Dear Friends,
Seriously, if a cat was granted the ability to speak English, I think their first words would be something along the lines of, "Seriously? You're an idiot." This the look I often receive from one of our many cats. The other look says, "I see you everyday but you frighten the fuck out of me for no reason."
Last night I watched a lackluster film called Twice In A Lifetime with Gene Hackman, Ellen Burstyn, and Ann-Margaret. I'm a fan of all three of them and there are even appearances by Amy Madigan, Bryan Dennehy, and Ally Sheehy. It was part of a string of movies Hackman made in the 80s about middle-aged men that are trying to find themselves. Sometimes these movies were more violent in nature and sometimes, like one of my faves, All Night Long, Hackman is just a regular guy looking for something more.

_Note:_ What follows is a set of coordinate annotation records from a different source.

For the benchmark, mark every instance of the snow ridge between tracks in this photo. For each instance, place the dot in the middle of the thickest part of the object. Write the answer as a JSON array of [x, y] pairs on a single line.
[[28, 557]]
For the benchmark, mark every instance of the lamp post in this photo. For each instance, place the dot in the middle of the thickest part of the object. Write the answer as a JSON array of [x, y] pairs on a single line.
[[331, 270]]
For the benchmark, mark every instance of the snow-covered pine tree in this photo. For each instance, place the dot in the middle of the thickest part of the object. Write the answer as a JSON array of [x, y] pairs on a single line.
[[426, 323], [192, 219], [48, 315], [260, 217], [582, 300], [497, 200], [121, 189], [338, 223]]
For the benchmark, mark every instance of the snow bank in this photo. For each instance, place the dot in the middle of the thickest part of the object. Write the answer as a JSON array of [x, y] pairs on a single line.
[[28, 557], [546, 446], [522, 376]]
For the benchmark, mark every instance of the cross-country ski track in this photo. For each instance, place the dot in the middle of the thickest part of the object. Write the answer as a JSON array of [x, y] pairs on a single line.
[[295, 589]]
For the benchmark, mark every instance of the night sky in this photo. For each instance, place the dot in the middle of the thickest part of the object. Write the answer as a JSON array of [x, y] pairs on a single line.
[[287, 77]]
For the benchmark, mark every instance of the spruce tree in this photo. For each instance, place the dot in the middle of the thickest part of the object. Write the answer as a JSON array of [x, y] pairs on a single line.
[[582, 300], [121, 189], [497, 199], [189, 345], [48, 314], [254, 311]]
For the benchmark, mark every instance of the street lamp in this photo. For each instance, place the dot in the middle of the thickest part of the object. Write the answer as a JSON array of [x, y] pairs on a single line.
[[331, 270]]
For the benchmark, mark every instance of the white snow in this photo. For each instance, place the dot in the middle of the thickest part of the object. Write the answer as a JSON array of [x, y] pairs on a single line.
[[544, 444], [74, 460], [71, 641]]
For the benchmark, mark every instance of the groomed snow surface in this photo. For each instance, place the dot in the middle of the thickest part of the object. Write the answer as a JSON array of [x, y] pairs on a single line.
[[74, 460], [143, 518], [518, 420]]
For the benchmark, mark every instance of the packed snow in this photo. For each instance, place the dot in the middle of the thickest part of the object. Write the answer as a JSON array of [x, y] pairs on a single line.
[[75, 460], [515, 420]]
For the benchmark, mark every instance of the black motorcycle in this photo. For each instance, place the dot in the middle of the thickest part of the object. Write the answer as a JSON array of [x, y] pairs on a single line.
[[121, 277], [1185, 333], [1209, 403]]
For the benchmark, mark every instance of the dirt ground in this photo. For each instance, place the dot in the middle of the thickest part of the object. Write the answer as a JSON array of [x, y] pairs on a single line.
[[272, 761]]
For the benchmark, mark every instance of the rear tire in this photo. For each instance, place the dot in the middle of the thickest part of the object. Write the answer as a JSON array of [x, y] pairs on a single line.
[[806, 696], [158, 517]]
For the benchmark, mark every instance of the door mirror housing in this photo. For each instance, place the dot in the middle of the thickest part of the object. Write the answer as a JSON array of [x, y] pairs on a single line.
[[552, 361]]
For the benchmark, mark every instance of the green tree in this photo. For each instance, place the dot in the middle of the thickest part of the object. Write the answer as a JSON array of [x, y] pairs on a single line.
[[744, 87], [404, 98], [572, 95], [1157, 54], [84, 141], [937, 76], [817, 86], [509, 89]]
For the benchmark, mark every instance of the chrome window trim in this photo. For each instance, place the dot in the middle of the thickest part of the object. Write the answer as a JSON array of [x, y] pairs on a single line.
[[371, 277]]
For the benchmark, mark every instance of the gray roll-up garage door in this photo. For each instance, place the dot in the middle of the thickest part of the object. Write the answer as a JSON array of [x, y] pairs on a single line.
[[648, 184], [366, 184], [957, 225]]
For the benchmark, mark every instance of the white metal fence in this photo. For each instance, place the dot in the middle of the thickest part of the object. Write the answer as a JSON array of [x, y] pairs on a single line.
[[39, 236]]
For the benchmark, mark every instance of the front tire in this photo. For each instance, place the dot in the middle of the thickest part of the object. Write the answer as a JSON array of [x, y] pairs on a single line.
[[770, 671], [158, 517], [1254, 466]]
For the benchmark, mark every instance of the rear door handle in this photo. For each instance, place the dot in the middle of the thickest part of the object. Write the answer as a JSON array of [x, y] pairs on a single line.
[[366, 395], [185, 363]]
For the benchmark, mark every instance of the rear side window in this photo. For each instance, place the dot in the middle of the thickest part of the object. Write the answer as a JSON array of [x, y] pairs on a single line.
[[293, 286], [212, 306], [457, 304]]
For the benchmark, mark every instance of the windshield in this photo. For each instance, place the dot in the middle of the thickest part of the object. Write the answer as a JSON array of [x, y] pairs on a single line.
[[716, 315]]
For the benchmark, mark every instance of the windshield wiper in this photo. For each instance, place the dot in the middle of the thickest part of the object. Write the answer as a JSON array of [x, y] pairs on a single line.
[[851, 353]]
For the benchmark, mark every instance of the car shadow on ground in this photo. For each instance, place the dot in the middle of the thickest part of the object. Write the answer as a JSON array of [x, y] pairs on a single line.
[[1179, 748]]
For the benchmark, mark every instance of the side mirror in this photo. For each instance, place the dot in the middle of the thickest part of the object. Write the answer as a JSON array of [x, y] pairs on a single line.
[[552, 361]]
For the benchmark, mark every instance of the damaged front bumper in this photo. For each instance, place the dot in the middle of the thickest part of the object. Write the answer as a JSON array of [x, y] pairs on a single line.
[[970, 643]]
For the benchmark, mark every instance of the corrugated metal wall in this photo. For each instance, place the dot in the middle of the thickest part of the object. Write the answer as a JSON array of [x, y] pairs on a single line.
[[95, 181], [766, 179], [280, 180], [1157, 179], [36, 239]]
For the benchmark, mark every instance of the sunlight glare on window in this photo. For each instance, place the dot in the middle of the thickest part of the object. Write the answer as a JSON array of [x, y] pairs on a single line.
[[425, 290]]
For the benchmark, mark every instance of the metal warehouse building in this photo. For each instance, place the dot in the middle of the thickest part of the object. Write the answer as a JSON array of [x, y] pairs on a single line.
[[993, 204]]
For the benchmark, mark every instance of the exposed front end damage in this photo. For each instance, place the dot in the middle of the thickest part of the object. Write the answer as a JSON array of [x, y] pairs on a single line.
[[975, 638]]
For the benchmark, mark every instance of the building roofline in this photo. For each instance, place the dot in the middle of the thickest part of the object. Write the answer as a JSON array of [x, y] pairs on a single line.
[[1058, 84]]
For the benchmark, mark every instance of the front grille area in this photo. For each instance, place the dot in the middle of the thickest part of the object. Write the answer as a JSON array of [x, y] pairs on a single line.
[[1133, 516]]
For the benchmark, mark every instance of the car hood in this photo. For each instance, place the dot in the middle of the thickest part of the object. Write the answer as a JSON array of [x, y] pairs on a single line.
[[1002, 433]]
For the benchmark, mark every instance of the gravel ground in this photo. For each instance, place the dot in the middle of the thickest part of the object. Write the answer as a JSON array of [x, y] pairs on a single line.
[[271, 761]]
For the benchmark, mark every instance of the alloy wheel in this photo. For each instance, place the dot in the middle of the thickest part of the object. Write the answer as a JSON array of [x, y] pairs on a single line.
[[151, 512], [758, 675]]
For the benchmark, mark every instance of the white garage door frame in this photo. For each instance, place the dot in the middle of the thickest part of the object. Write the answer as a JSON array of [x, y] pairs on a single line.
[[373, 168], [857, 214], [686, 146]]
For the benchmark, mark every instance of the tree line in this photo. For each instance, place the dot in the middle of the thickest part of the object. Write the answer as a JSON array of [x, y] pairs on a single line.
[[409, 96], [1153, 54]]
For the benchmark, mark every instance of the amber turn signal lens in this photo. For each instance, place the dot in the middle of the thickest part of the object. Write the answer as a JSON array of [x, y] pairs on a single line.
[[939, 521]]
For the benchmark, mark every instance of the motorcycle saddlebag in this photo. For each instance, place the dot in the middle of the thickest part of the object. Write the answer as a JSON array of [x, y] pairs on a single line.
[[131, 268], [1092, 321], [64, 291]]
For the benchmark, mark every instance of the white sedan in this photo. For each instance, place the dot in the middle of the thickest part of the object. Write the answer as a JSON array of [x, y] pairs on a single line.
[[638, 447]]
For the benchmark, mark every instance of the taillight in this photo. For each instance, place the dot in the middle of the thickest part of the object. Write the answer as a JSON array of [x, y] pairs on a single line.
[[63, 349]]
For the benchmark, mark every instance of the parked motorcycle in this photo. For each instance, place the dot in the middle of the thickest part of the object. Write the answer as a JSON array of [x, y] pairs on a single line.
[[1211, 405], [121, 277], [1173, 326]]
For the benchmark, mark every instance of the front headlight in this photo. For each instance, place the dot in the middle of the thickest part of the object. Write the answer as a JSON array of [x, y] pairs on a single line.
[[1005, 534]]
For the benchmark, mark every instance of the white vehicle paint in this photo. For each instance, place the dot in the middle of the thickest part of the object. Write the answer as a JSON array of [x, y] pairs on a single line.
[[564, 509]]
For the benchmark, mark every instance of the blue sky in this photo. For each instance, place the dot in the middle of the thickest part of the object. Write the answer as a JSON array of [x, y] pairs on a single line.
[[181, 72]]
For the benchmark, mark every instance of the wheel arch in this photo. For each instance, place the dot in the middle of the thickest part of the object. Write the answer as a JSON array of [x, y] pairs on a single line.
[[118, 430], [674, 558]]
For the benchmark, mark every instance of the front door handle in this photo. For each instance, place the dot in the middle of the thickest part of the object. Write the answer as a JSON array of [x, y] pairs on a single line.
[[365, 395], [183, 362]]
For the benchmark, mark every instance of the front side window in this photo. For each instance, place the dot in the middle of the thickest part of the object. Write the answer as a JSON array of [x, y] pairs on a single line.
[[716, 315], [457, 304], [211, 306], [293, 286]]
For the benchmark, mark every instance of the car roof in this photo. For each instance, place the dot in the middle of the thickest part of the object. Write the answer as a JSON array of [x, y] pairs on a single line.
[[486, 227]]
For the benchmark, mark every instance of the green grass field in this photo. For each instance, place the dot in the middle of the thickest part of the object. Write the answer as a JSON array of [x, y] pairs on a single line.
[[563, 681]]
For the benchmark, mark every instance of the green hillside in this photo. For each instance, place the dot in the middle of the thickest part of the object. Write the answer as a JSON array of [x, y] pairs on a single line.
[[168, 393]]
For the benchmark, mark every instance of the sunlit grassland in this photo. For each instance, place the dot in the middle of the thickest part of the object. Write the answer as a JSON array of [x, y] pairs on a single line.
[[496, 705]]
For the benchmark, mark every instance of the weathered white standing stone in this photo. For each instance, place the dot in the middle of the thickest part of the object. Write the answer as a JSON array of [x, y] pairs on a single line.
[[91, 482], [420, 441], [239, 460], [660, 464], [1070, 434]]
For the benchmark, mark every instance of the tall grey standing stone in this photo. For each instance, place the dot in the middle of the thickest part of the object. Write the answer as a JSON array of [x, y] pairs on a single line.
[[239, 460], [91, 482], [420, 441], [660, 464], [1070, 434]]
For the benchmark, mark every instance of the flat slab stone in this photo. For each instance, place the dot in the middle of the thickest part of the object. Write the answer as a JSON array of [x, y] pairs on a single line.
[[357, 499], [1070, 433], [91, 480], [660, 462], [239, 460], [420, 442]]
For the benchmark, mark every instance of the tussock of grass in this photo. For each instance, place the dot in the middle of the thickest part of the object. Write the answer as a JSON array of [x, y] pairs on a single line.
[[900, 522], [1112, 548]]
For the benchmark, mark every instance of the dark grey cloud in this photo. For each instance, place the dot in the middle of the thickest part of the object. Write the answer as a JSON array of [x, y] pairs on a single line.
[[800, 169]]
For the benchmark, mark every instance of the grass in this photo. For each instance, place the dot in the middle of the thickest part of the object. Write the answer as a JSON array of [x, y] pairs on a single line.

Anyway, the sleeping cat on the couch next to me was way smarter than I was in sticking with Twice In A Lifetime. We are not as smart as our pets. They have it easy. They don't need a lot of entertainment. A piece of string, maybe, or a bone. A couple of rubs behind the ear and they're golden. We should be so lucky.
My advice to you is to avoid Twice In A Lifetime and watch All Night Long instead. The latter is a comedy. The former is just a way to look at life and go, "Damn, I wish I was a cat." The one good thing I can say about Twice In A Lifetime is a cameo by a Zaxxon machine. I enjoyed that game a lot in 1984 and 85.
Here's to a good Friday and a Suns win tonight. Too bad Kevin Durant isn't playing.
See you tomorrow.

I don't even know what to say about this picture other than I am using it without permission. If Gene Hackman asks me to take it down, I will.